QuantAttack: Exploiting Dynamic Quantization to Attack Vision Transformers
Amit Baras, Alon Zolfi, Yuval Elovici, Asaf Shabtai
TL;DR
QuantAttack identifies a new availability threat in dynamic post-training quantization for vision transformers by crafting adversarial perturbations that increase high-precision (16-bit) multiplications during inference. It employs a PGD-based optimization with a dual loss $\mathcal{L} = \mathcal{L}_{\text{quant}} + \lambda \mathcal{L}_{\text{cls}}$ to push per-column top-$K$ values toward a high target $x_{\text{target}}$, thereby triggering worst-case resource usage while preserving the predicted class. The attack is demonstrated on ViT and DeiT under various variants (single-image, universal, class-universal) and across different architectures and tasks, showing notable increases in memory, time, and energy, as well as limited transferability and insights into defense strategies. The work highlights the security implications of dynamic quantization in transformers and motivates development of robust quantization schemes and defensive measures for resource-constrained deployments and real-time applications.
Abstract
In recent years, there has been a significant trend in deep neural networks (DNNs), particularly transformer-based models, of developing ever-larger and more capable models.
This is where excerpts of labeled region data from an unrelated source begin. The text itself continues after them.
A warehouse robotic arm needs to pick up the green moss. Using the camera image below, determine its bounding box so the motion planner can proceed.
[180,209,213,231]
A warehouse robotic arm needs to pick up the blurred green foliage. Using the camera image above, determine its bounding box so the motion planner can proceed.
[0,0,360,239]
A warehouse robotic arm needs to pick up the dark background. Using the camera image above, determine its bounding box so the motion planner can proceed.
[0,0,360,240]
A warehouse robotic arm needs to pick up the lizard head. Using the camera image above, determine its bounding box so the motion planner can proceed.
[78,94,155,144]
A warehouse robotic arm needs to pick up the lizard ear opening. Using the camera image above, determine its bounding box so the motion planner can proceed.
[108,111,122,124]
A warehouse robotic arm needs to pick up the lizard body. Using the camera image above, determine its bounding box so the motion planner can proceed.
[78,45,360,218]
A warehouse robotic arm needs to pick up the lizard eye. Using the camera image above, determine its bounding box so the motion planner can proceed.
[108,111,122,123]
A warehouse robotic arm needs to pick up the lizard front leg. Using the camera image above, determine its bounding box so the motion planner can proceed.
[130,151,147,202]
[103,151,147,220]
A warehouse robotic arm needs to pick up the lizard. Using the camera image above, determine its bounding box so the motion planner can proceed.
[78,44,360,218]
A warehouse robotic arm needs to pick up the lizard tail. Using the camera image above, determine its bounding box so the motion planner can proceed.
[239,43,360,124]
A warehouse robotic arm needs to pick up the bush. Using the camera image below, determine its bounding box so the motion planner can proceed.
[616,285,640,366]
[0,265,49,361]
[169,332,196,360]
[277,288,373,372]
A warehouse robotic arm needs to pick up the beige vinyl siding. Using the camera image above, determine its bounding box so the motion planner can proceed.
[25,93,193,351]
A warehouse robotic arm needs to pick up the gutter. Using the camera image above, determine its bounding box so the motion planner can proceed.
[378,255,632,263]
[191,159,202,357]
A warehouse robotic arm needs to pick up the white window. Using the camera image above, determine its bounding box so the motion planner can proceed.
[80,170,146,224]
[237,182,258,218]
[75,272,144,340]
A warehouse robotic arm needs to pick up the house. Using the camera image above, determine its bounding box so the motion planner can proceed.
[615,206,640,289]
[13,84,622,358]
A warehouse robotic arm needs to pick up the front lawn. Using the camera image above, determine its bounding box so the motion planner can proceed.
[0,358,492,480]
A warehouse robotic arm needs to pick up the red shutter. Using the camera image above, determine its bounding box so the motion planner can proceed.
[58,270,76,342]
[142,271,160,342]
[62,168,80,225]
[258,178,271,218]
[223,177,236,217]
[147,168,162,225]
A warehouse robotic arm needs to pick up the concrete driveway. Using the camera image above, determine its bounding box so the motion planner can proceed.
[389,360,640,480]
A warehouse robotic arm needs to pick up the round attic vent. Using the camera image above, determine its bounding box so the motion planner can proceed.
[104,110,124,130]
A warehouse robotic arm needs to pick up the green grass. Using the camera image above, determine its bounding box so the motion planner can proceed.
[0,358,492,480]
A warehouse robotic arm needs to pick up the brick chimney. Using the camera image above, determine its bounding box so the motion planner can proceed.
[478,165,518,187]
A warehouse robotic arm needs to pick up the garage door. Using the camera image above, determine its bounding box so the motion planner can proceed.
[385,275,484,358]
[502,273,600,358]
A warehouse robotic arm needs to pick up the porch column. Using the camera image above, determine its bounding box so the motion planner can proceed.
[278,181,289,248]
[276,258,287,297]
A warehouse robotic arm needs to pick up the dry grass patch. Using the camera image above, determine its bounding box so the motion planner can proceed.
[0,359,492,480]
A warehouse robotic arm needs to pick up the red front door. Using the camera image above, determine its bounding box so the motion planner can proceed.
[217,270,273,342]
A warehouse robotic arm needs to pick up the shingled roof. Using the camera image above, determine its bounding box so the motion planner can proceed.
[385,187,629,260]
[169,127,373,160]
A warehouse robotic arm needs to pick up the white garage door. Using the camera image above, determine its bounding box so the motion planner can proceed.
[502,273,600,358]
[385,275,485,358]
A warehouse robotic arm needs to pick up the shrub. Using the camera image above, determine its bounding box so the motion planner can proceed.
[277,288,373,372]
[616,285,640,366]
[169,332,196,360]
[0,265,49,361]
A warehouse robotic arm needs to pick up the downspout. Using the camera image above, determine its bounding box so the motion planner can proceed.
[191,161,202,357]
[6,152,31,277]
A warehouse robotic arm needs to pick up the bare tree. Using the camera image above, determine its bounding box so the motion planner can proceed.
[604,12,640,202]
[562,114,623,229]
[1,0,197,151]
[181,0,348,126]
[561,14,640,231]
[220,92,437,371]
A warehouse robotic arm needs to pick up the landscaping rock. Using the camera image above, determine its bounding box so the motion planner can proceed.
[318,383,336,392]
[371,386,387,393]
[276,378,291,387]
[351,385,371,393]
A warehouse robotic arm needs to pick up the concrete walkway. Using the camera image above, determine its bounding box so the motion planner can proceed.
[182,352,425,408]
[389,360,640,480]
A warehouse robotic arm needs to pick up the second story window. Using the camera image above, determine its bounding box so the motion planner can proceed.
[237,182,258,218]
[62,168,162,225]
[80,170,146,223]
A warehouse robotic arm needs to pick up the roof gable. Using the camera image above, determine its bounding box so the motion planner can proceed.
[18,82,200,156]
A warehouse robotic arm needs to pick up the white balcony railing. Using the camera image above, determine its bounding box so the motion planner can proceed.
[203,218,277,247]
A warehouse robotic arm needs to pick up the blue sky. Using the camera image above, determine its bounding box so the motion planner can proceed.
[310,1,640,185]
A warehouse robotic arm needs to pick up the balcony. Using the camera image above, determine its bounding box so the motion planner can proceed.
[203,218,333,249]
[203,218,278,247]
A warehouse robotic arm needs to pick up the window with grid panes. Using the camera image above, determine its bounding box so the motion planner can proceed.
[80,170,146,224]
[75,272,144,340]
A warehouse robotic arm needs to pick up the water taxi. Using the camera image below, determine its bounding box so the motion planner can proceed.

While they demonstrate state-of-the-art performance, their growing scale requires increased computational resources (e.g., GPUs with greater memory capacity). To address this problem, quantization techniques (i.e., low-bit-precision representation and matrix multiplication) have been proposed. Most quantization techniques employ a static strategy in which the model parameters are quantized, either during training or inference, without considering the test-time sample. In contrast, dynamic quantization techniques, which have become increasingly popular, adapt during inference based on the input provided, while maintaining full-precision performance. However, their dynamic behavior and average-case performance assumption makes them vulnerable to a novel threat vector -- adversarial attacks that target the model's efficiency and availability. In this paper, we present QuantAttack, a novel attack that targets the availability of quantized models, slowing down the inference, and increasing memory usage and energy consumption. We show that carefully crafted adversarial examples, which are designed to exhaust the resources of the operating system, can trigger worst-case performance. In our experiments, we demonstrate the effectiveness of our attack on vision transformers on a wide range of tasks, both uni-modal and multi-modal. We also examine the effect of different attack variants (e.g., a universal perturbation) and the transferability between different models.